The Hypertext Transfer Protocol (HTTP) is an application-level protocol for distributed, collaborative, hypermedia information systems. HTTP has been in use by the World-Wide Web global information initiative since 1990. The first version of HTTP, referred to as HTTP/0.9, was a simple protocol for raw data transfer across the Internet. HTTP/1.0, as defined by RFC 1945 [6], improved the protocol by allowing messages to be in the format of MIME-like messages, containing metainformation about the data transferred and modifiers on the request/response semantics. However, HTTP/1.0 does not sufficiently take into consideration the effects of hierarchical proxies, caching, the need for persistent connections, and virtual hosts. In addition, the proliferation of incompletely-implemented applications calling themselves "HTTP/1.0" has necessitated a protocol version change in order for two communicating applications to determine each other's true capabilities.

This specification defines the protocol referred to as "HTTP/1.1". This protocol includes more stringent requirements than HTTP/1.0 in order to ensure reliable implementation of its features.

Practical information systems require more functionality than simple retrieval, including search, front-end update, and annotation.

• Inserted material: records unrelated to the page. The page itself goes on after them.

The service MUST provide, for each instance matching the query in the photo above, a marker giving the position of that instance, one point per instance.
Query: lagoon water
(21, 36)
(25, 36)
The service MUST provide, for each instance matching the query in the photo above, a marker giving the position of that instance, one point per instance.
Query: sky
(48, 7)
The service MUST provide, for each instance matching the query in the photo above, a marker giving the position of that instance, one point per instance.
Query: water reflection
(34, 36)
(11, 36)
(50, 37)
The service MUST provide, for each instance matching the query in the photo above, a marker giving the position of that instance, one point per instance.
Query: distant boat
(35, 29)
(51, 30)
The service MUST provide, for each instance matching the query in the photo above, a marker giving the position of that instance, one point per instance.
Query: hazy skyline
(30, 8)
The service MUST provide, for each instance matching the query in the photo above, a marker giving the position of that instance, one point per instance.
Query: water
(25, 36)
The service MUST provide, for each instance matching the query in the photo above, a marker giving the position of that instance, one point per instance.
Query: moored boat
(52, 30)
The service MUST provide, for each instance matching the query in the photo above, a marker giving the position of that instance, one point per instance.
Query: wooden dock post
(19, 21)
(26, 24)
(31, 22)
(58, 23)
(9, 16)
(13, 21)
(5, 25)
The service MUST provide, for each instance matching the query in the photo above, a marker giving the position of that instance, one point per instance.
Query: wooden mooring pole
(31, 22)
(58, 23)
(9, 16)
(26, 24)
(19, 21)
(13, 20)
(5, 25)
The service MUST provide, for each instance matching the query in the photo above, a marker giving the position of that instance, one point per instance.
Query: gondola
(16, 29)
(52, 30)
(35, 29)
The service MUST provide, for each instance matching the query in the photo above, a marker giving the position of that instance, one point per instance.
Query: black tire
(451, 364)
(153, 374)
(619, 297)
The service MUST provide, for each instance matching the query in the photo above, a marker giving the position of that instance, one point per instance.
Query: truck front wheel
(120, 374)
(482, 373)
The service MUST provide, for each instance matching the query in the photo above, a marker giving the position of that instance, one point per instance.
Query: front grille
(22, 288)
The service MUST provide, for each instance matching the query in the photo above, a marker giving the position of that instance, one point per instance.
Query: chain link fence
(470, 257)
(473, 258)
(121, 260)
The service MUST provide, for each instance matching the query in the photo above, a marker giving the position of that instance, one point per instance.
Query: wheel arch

HTTP allows an open-ended set of methods that indicate the purpose of a request. It builds on the discipline of reference provided by the Uniform Resource Identifier (URI) [3][20], as a location (URL) [4] or name (URN) , for indicating the resource to which a method is to be applied. Messages are passed in a format similar to that used by Internet mail as defined by the Multipurpose Internet Mail Extensions (MIME).

HTTP is also used as a generic protocol for communication between user agents and proxies/gateways to other Internet systems, including those supported by the SMTP [16], NNTP [13], FTP [18], Gopher [2], and WAIS [10] protocols. In this way, HTTP allows basic hypermedia access to resources available from diverse applications.